Слет был посвящен 40-летию Победы и, поэтому, было очевидно, что за прудом загорелись буквы «40 лет» (Буквально. Дрова. Огнем). А вот когда на месте догорающей цифры «40» зажглась здоровенная огненная надпись «КСП», в толпе появились люди, которые были озадачены неочевидным соотношением размеров. Мы – это минимум. Может ещё кто-то обратил внимание...
Но ненадолго. Всё сгорело.
И вот тогда стартовало шествие – сначала давали факел, потом через 10 шагов его обмакивали, потом ещё через 10 поджигали. Мы стояли в конце огненной колонны и видели, как ее начало шло по берегу пруда к догорающим буквам, отражаясь в уже черном пруду.
Факелы побросали в огонь. И вернулись обратно. Прикольно. Но песен так и не было.
Упорствуя в поисках, мы с Батицким обошли весь лагерь, но лехина удочка с микрофоном нам так и не пригодилась – писать было нечего. Всё не то.
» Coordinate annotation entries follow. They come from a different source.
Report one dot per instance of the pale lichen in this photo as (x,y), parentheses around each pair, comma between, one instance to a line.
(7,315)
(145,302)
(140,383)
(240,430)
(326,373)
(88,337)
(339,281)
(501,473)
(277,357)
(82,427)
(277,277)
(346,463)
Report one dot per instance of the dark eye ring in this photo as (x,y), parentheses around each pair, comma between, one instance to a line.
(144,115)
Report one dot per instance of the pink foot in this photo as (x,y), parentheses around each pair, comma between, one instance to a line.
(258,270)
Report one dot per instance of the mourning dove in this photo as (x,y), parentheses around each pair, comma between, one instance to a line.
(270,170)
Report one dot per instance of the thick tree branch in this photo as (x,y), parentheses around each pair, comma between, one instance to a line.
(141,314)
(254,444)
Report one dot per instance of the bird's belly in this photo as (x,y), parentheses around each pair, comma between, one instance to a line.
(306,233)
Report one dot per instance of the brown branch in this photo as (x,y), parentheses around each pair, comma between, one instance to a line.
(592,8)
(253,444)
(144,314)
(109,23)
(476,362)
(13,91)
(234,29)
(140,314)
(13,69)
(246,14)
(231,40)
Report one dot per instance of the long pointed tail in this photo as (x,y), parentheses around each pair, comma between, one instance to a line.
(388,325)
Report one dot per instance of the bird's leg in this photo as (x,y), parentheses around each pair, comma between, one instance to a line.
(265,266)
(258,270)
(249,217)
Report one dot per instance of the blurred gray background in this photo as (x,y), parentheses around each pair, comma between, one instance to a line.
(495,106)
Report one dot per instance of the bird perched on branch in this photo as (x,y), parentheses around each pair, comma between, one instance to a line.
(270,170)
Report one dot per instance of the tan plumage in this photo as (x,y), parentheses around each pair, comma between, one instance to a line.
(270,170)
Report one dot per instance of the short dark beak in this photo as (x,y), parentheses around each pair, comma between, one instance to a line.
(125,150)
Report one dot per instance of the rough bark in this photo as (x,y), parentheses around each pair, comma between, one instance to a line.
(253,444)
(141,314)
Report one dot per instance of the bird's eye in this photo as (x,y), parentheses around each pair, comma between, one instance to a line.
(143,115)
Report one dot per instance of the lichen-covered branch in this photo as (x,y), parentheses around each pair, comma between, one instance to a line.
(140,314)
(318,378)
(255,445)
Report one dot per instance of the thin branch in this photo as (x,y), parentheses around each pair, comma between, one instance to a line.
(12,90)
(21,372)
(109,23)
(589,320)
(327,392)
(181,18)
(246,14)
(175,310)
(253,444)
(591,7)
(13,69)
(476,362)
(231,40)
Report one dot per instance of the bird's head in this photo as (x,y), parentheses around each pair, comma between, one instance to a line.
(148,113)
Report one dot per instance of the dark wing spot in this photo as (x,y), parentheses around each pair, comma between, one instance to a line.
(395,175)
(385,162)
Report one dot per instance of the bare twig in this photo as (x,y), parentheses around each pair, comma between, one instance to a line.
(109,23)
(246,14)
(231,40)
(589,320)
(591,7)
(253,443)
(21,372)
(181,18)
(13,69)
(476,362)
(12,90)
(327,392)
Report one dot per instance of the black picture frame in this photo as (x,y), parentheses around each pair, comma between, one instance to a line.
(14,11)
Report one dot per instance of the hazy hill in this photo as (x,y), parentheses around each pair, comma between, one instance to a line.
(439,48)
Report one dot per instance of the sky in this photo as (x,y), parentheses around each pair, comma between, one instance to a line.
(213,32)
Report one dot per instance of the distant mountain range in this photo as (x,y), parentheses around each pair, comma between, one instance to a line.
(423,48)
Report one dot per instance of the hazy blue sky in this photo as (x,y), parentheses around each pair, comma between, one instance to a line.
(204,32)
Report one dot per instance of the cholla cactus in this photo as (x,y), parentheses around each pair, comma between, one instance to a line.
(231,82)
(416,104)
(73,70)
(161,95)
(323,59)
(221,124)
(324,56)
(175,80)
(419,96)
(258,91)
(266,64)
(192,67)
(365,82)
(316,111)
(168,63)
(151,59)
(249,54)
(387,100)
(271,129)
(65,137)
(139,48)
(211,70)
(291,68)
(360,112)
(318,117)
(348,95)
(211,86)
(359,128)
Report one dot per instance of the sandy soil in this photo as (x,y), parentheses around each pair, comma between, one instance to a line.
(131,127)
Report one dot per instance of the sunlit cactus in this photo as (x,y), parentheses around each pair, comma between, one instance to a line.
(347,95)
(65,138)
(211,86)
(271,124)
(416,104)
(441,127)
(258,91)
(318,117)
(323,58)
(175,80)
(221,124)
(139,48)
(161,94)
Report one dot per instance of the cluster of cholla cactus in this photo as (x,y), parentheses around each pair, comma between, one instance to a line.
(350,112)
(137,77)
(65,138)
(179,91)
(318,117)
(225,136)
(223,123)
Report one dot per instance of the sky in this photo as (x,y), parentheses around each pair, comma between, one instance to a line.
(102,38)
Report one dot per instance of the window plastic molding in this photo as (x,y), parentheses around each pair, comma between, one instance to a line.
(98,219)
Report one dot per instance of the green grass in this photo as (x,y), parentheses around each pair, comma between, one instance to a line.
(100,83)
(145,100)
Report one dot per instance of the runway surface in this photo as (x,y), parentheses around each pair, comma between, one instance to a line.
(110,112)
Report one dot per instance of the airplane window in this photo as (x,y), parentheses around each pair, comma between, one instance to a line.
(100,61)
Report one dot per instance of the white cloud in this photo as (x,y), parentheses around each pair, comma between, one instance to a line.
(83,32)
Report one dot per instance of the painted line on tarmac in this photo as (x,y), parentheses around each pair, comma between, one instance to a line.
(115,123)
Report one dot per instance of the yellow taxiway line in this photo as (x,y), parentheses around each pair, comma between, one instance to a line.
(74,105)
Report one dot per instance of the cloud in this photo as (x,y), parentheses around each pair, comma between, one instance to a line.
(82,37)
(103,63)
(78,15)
Достойным оказался только соловей, отчаянно распевавший в кустах, прямо на фестивальной поляне. Его и записали.
…Но, чего уж я так строго? Все-таки были песни, которые показались нам интересны. Жаль только, что мы их все уже знали – на маленькой сцене Филичкин вышел подыграть Васе Мешавкину: «… со второй-третьей строчки я начинал играть. При исполнении песни "Пиратский фрейлехс" ( Аз охн вей кричали флибустьеры) обнаглел и начал подпевать вторым голосом запев "Ай-яй, яй-яй-яй-яй". ОЧ даже ничего получилось».
Выступление Олега было незапланированным, проходило после очень тяжелого слётовского дня, но, почему-то, именно их дуэт попал на разворот популярного тогда журнала «Трезвость и культура».